We live in an age that encourages us to think outside the box. To color outside the lines. Within evangelical circles, those of us who insist on sticking to Scripture (whether in relation to hearing God’s voice, the content of worship services or women as pastors, just to name a few examples) invariably receive accusations of legalism. More liberal evangelicals eagerly label us as modern-day Pharisees, gleefully reminding us that the Lord reserved His harshest criticism for the Pharisees of the First Century.
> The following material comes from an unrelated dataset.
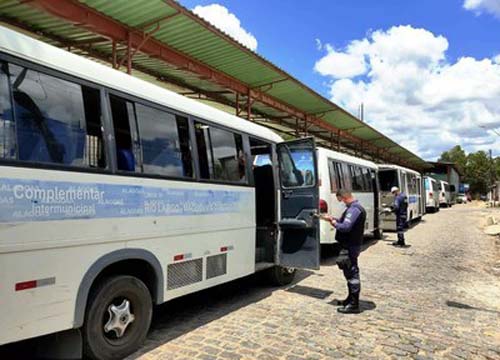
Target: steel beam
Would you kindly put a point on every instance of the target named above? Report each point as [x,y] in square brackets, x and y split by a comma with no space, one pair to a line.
[96,22]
Occasionally, we deserve such rebukes, I’ll admit.  Sometimes our zeal to remain within the boundaries of God’s Word can indeed lapse over into legalism,  such as rejecting all contemporary praise songs rather than evaluating individual songs on the basis of doctrinal content.  We must be humble enough to recognize instances when we elevate our preferences and traditions to the level of Scripture.

Think about my last sentence for a moment. Didn’t it get to the heart of Christ’s conflict with the Pharisees? Despite the popular idea that they rigidly adhered to the letter of the law, the Lord called them out for making their traditions equal to God’s Law.

Let’s look at just one instance of their legalism:

And he said to them, “You have a fine way of rejecting the commandment of God in order to establish your tradition! 10 For Moses said, ‘Honor your father and your mother’; and, ‘Whoever reviles father or mother must surely die.’ 11 But you say, ‘If a man tells his father or his mother, “Whatever you would have gained from me is Corban”’ (that is, given to God)— 12 then you no longer permit him to do anything for his father or mother, 13 thus making void the word of God by your tradition that you have handed down. And many such things you do.” ~~Mark 7:9-13 (ESV)

The Pharisees had cleverly devised a system to avoid caring for aging parents by claiming that their resources were devoted to God. Undoubtedly they worded things very carefully, convincing their parents (or at least themselves) that their tradition superseded the commandment to honor their parents. Essentially, they colored outside the lines of Scripture in order to accommodate their own selfish goals.

Both theological conservatives and theological liberals color outside the lines when we replace God’s Word with our own traditions and preferences. The real modern-day Pharisees aren’t the ones who go back to Biblical principles, but rather the ones who want to think outside the box. After all, the Lord made the lines and the box, not us.